For all of the progress made in the Czech Village/New Bohemia Main Street District since the Flood of 2008, much remains to be done.
Proponents point to major steps forward in the reopening of the expanded National Czech & Slovak Museum & Library and historic CSPS Hall, as well as new venues such as the NewBo City Market and several other businesses and restaurants.
Still, residential neighborhoods and industrial sites have given way to barren swaths in the district, which encompasses blocks of southeast and southwest Cedar Rapids, south of downtown along the Cedar River.
To keep the momentum moving forward, the Main Street District is crafting a revitalization strategy with the help of several partners.
The first step is a public workshop, set for Saturday, Dec. 1, at the former Joens Bros. building, 59 16th Ave. SW. An open house forum is planned from 10 a.m. to 2 p.m.
“We’re trying to get a lot of input about what people want to see this district become,” said Jennifer Pruden, executive director of the Main Street District, a state designation granted in 2009, in part to help with flood recovery.
Pruden said the revitalization strategy will guide future business growth and development within the historic district.
OPN Architects will facilitate the public workshop – jointly sponsored by the museum and Main Street – and help formulate the plan.
Pruden said alongside the plan, consultants from Main Street Iowa and Downtown Professionals Network will conduct an in-depth analysis of market trends and demographic information to guide business recruitment.
Vacant buildings, including the Joens Bros. site, still wait to be filled.
Last spring, the museum purchased the building, also known as Kuncl Mall, with the intention to sell or lease the space.
The building, with 70 linear feet of storefront space, could have been demolished had it gone through the city’s flood buyout program, with an uncertain chance of rebuilding on the site, museum president and CEO Gail Naughton has said.
Signs of momentum mark both sides of the river. The expanded museum, relocated to higher ground in Czech Village, celebrated its grand reopening last summer with more than 14,000 visitors.
The NewBo City Market opened in late October in a former flooded warehouse on Third Street SE.
More than 20,000 people crowded the market’s bakeries, restaurants and other vendors during opening weekend.

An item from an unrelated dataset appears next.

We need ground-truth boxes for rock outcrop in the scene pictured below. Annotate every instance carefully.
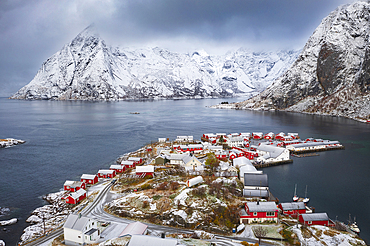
[10,26,298,100]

Many other buildings remain in limbo.
Homes with boarded windows line segments of Second Street SE and just a handful of houses dot the previously bustling neighborhood next to Czech Village.
The former Sinclair meatpacking plant in New Bohemia has become one of the major pieces of the puzzle.

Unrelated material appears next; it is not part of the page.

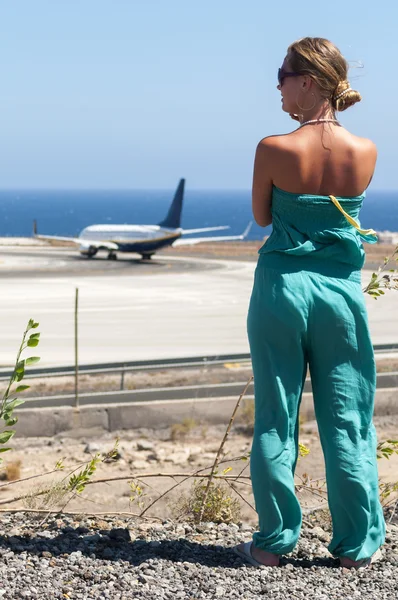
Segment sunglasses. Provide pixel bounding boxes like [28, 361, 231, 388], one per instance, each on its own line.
[278, 69, 301, 85]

Also known at various times as Wilson & Co. and Farmstead Foods, the Cedar Rapids plant previously employed 2,500 workers and was the city’s largest employer.
Chain-link fence surrounds the site where buildings were demolished after the flood.
A group of investors hoping to bring casino gambling to the city singled out the area as one of three potential locations.
Pruden said the revitalization plan will examine numerous possibilities and she encouraged participants to “think outside the box.”
Soccer fields, parks, softball diamonds or other recreation amenities could be needed, or businesses, arts and entertainment could be recruited to the area, she said, citing examples.
The strategy, set to be completed in the spring, follows a Southside Investment Board plan for the New Bohemia area, but Pruden said the Main Street board wanted to include Czech Village and add public input.
Private donations, along with Main Street funding and services donated by OPN or future grants, will cover the $100,000 cost of the studies and plan.
A second public workshop will be 9 a.m. to 2 p.m. Jan. 12 at CSPS, 1103 Third St. SE.